Os pesquisadores então, compararam seus resultados com as espécies de animais listadas nos rótulos dos alimentos para animais de estimação. O resultado? Embora não tenha sido detectado o DNA de cavalo, um resultado importante foi a relativa abundância de proteínas de espécies animais não especificados em 14 dos 17 produtos.

Destas 14 amostras, vaca, porco e frango foram encontrados nos alimentos para animais de estimação, mas em proporções e combinações diversas daquelas descritas nos rótulos dos produtos. 7 produtos que tinham o rótulo com a menção "com carne" tinha carne bovina entre 14% e 56%. Apenas 2 continham mais de 50% de carne bovina em comparação com as carnes de porco e frango. Das restantes 5 amostras, 3 continham mais carne de porco do que de vaca.

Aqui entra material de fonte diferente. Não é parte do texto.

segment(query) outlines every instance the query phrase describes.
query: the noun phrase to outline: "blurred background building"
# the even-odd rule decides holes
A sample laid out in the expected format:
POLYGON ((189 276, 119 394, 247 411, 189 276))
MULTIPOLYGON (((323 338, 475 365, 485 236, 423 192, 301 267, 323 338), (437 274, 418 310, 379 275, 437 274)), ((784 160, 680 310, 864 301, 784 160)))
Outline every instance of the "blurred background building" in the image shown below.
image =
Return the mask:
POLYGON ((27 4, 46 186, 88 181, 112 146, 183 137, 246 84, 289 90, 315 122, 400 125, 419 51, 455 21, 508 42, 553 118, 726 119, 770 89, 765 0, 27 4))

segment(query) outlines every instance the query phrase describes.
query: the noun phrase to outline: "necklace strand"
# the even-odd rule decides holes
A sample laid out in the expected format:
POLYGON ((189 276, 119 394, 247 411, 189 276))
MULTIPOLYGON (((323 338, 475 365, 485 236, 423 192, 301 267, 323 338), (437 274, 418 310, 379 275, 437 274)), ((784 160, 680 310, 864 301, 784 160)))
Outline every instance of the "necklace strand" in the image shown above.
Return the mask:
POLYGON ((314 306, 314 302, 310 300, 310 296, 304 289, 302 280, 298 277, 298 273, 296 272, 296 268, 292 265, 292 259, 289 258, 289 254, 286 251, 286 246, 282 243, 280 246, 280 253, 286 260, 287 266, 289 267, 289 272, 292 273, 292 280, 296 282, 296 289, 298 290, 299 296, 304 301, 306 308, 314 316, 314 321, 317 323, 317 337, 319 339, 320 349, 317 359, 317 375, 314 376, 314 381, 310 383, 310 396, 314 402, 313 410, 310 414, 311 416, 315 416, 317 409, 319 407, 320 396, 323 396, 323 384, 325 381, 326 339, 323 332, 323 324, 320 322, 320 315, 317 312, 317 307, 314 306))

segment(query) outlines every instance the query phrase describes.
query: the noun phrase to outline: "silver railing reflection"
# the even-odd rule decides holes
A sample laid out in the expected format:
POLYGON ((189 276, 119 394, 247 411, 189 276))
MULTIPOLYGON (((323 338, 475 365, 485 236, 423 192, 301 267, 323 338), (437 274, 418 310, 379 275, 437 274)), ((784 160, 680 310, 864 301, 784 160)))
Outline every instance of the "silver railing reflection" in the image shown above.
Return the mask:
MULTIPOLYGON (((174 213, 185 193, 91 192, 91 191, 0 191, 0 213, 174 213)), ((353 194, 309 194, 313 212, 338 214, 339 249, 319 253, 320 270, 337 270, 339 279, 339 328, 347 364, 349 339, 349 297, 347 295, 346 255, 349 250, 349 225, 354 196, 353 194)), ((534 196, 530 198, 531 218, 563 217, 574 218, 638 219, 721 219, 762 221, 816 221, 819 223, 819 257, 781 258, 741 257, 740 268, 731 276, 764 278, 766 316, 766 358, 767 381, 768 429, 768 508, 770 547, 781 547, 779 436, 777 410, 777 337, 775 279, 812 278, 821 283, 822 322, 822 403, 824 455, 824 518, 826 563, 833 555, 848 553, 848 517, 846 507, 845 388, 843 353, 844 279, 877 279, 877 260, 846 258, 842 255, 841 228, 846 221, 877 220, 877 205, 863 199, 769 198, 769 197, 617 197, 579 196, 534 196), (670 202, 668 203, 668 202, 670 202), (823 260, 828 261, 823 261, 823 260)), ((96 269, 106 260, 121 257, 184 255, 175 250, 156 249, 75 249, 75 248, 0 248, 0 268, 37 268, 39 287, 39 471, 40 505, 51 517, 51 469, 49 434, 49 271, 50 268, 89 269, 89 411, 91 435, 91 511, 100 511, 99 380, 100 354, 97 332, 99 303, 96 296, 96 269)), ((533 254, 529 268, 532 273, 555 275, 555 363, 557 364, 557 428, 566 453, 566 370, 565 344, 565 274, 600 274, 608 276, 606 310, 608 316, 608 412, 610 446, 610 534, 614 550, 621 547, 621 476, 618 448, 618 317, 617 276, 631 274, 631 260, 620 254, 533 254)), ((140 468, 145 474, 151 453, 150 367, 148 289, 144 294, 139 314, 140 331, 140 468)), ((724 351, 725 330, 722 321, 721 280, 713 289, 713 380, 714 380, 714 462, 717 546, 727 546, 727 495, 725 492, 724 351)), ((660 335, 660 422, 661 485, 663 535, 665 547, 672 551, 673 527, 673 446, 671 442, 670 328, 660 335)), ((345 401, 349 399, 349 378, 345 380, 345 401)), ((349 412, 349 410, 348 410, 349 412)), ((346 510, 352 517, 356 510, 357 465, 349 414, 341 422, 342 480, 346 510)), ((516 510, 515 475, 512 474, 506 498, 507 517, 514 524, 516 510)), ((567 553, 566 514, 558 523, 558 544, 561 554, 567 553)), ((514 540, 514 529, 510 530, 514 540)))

Estes resultados mostraram enormes deficiências na rotulagem dos produtos, o que poderia além de prejudicar os animais domésticos, frustrar as expectativas dos proprietários que os compram. Porque, infelizmente, a lei permite que se escreva “com carne", embora a carne bovina não seja o ingrediente principal do alimento. O autor do estudo, Kin-Chow Chang, explica:

"Pode ser uma surpresa para os clientes descobrir que o que é descrito como "carne bovina” nos rótulos poderia, ser apenas um ingrediente menor. Há uma necessidade para o setor de alimentos para animais de estimação em mostrar maior transparência para os seus clientes na divulgação dos tipos proteína animal usadas em seus produtos".

Apenas uma divulgação completa dos ingredientes, com efeito, permitiria escolhas mais informadas, particularmente importantes para os animais de estimação com alergias alimentares.